The other clips are more hit and miss. It is nice to see them perform in daylight, and without the benefit of a light show at some of these large festivals - it's just a bit of a change from the standard concert DVD. But as I know firsthand, they're better at night and with their own dedicated crowd on their side.

The House of Blues clip is odd in that the audio is not very good... and "Joining a Fan Club" is not really among their best songs. I'm sure it was included because it's really a clip of Cartoon Network's New Year's Eve countdown - it was used to ring in the New Year in 2005 - so it has an air of importance.

However, their cover of Tamio Okuda's "Beef" totally rocks. This is not a song they've ever done before to my knowledge, and it's not on any PUFFY album. This is a driving rock song in the Steppenwolf vein, and they're obviously into it - and they work it out.

I don't even know who the guitar chick below is, but I have to give her props for playing lead on a left-handed Fender Jazzmaster. That's hardcore:

The DVD is region 2, and as much of this footage is several years old, it's non-anamorphic 4:3. It still looks pretty good, though, although the concert footage varies in quality with the venue.

This was the first PUFFY DVD I bought, and I have to say that it was exactly what I was looking for. Japanese music DVD's can be expensive, so I wasn't sure I wanted to spend all that money on one single concert performance (which are by nature little snapshots in time) or alternatively on just a bunch of random videos. This DVD gives you a bit of both, with some really interesting stuff, although a few of the clips are a little disappointing. It also obviously only covers a few years worth of videos and a few 2004 shows. For me, it was enough to convince me I wanted more - a jumping-off point for the rest of their DVD collection.
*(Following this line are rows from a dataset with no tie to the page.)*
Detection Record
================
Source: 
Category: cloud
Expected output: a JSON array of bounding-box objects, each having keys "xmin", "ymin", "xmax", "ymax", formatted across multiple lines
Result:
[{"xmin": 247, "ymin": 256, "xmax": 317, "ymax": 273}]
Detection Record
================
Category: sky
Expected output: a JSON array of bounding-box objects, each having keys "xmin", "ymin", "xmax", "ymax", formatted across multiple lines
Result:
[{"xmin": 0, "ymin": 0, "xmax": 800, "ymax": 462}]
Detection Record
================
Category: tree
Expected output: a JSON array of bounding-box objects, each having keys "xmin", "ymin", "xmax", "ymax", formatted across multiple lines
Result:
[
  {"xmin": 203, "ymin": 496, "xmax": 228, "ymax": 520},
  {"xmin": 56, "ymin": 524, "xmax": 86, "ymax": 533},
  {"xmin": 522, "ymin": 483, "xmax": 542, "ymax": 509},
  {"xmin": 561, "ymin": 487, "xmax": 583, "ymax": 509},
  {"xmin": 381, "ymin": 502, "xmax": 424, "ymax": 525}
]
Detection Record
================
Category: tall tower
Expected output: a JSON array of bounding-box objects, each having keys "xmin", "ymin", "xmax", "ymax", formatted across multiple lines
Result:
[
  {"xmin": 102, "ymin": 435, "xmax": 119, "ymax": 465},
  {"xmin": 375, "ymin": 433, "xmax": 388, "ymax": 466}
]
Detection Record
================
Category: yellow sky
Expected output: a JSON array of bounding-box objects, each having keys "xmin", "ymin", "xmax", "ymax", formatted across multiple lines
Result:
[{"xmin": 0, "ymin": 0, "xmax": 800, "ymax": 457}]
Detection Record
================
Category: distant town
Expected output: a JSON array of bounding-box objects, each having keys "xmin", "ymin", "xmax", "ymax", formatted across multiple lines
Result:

I'm now on a mission to acquire them all, and that's still in process. I'll bring you more reviews of both new and old DVD's coming soon!


  1. great review and nice pics! i don't have any puffy dvd's yet but i think this might be my first too! yumi looks soooooo cute in boogie woogie no. 5.

  2. How do you play R2 DVDs? And how did you take the screenshots?

  3. I just play them on my laptop using PowerDVD, which has a built in screen grab thingy.

    Sometimes I need to go through some hoops to get region 2 discs working... I have two little applications that I downloaded off the net, I think one is called "DVD Region + CSS Free" and the other is called "DVD Region Killer". One or the other usually works. If not, I just set my DVD drive to region 2 temporarily. You can do it five times... I think I'm up to 2 or 3. Eventually I'll probably just make the drive itself region-free, though I'm not sure if I can. With some drives, you can do it with a firmware update.

    That's for the blog, though. In my house, I also have two region-free DVD players - a Gateway networked DVD player that I bought used (it already had a flashed firmware) and a cheap Chinese-made RCA player that just needed a remote key combo to unlock it. I can play anything on those. It's only getting the screen grabs that's kind of a pain sometimes.